然るに、現在においてさえ、人種間の優劣を判定できる普遍妥当なチェックリストなど存在しません。

最先端の様々な分野の知識を駆使できる現在の環境に比べれば、人種間の優劣を考えるための資料などないに等しい当時にあって、カントもヒュームも自身で徹底研究したわけでもなく伝聞や当時の少なく幼い文献等により、黒人に対してそのような断定的認識を不用意にも披露していることは、特に両者が哲学者であることを考慮しますと、許されることではありません。

哲学者であれば、人種間優劣の存在というような命題を結論するためには、そのための知識と情報が必要にして十分かどうかを吟味してかからなければなりませんが、両者はそれを怠っています。
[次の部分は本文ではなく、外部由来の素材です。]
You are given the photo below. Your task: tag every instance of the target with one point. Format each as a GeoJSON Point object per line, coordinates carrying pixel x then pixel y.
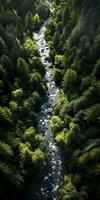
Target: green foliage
{"type": "Point", "coordinates": [29, 23]}
{"type": "Point", "coordinates": [76, 37]}
{"type": "Point", "coordinates": [22, 90]}
{"type": "Point", "coordinates": [57, 76]}
{"type": "Point", "coordinates": [69, 80]}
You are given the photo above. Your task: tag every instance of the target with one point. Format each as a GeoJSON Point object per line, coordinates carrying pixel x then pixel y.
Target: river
{"type": "Point", "coordinates": [53, 177]}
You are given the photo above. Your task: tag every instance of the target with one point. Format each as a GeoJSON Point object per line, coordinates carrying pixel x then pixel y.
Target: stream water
{"type": "Point", "coordinates": [53, 177]}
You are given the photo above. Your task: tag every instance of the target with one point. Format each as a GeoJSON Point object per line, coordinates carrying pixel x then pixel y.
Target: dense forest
{"type": "Point", "coordinates": [22, 91]}
{"type": "Point", "coordinates": [73, 37]}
これは、現在においてさえ人種間に優劣が存在するという証拠は発見されてはいないということを以てその根拠とします。従って、少なくてもこの点に限れば、両者共に自身も子供っぽさを越える如何なる知性も持っておらぬ哲学者失格であった、と批判されても仕方がないと言わざるをえないことになります。

然るに、カントは現代の国際的な自由主義への多大な貢献者であり、ヒュームは奴隷制度に反対の立場の者であったことを考えますと、人種についての認識不足はあったものの、両者共に博愛主義者であったことは確かなようです。